两个数组的联合等于第一个数组？

Question

我在projecteuler.com上遇到了问题。问题是：

  

如果我们列出10以下的所有自然数，它们是3或3的倍数   5，我们得到3,5,6和9.这些倍数的总和是23.找到   所有3或5的倍数的总和低于1000。

我想到为每个3和5创建多个数组，最多1000个并使用它们的并集，这不会留下重复（所以我不需要调用array.uniq）。
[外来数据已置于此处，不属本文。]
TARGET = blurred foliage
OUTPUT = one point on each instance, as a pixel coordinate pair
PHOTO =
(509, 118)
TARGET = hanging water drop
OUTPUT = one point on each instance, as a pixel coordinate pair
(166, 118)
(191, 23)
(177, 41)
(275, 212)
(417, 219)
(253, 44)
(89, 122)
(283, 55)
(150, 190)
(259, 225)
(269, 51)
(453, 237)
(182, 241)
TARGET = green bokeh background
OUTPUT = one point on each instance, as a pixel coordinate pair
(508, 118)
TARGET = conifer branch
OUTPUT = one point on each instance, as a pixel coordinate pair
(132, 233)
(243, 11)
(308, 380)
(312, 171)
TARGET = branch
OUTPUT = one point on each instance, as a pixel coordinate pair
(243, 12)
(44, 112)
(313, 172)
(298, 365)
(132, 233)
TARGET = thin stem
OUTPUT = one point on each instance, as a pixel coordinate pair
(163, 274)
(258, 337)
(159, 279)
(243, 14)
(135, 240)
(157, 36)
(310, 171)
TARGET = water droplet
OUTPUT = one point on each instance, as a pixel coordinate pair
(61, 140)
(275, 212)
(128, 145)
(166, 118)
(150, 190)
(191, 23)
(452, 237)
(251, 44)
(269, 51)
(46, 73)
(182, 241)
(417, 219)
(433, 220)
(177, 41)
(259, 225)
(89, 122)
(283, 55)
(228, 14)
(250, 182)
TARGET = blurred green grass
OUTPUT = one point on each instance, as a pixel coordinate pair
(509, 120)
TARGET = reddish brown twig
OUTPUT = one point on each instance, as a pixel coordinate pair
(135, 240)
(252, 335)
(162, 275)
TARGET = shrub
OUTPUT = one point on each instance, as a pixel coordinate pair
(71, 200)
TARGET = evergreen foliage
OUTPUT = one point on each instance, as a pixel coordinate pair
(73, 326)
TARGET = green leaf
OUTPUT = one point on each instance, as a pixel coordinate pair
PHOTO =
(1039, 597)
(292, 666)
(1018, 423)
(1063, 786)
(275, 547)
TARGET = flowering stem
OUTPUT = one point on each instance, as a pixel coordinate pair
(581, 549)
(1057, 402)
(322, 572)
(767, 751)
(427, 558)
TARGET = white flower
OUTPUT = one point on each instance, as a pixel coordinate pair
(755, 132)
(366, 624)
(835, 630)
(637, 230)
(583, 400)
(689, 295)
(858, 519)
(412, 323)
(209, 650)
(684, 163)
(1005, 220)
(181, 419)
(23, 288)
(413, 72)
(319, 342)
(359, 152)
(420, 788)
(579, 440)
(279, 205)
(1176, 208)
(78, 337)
我写的是：

def get_range(range, step)
  ret = []
  range.step(step) { |i| ret << i }
  return ret
end
p get_range(0..1000, 3) | get_range(0..1000, 5)

这个结果出来了：

  

[0,3,6,9,12,15,18,21,24,27,30,33,36,39,42,45,48,51,54,57,60,63,66， 69,72,75,78,81,84,87,90,93,96,99,102,105,108,111,114,117,120,123,126,129,132,135,138,141， 144,147,150,153,156,159,162,165,168,171,174,177,180,183,186,189,192,195,198,201,204,207,210,213,216， 219,222,225,228,231,234,237,240,243,246,249,252,255,258,261,264,267,270,273,276,279,282,285,288,291， 294,297,300,303,306,309,312,315,318,321,324,327,330,333,336,339,342,345,348,351,354,357,360,363,366， 369,372,375,378,381,384,387,390,393,396,399,402,405,408,411,414,417,420,423,426,429,432,435,438,441， 444,447,450,453,456,459,462,465,468,471,474,477,480,483,486,489,492,495,498,501,504,507,510,513,516， 519,522,525,528,531,534,537,540,543,546,549,552,555,558,561,564,567,570,573,576,579,582,585,588,591， 594,597,600,603,606,609,612,615,618， 621,624,627,630,633,636,639,642,645,648,651,654,657,660,663,666,669,672,675,678,681,684,687,690,693， 696,699,702,705,708,711,714,717,720,723,726,729,732,735,738,741,744,747,750,753,756,759,762,765,768， 771,774,777,780,783,786,789,792,795,798,801,804,807,810,813,816,819,822,825,828,831,834,83​​7,840,843， 846,849,852,855,858,861,864,867,870,873,876,879,882,885,888,891,894,897,900,903,906,909,912,915,918， 921,924,927,930,933,936,939,942,945,948,951,954,957,960,963,966,969,972,975,978,981,984,987,990,993， 996,999,5,10,20,25,35,40,50,55,65,70,80,85,95,100,110,115,125,130,140,​​145,155,160,170， 175,185,190,200,205,215,220,230,235,245,250,260,265,275,280,290,295,305,310,320,325,335,340,350,355， 365,370,380,385,395,400,410,415,425,430,440,445,455,460,470,475,485,490,500,505,515,520,530,535,545， 550,560,565 ，575,580,590,595,605,610,620,625,635,640,650,655,665,670,680,685,695,700,710,715,725,730,740,745,755 ，760,770,775,785,790,800,805,815,820,830,835,845,850,860,865,875,880,890,895,905,910,920,925,935,940 ，950,955,965,970,980,985,995]

这是第一个数组。如果我交换范围的顺序，那么我得到的数字为5的倍数。我在IRB上尝试了类似的东西：

[1,3,5] | [3, 5, 7]
# => [1, 3, 5, 7]

我错过了什么，我只是疯了，还是我遇到过Ruby中的错误？

Answer 1

你的阵列是正确的。它包含3个和的倍数.5。看看结尾。它只是没有排序。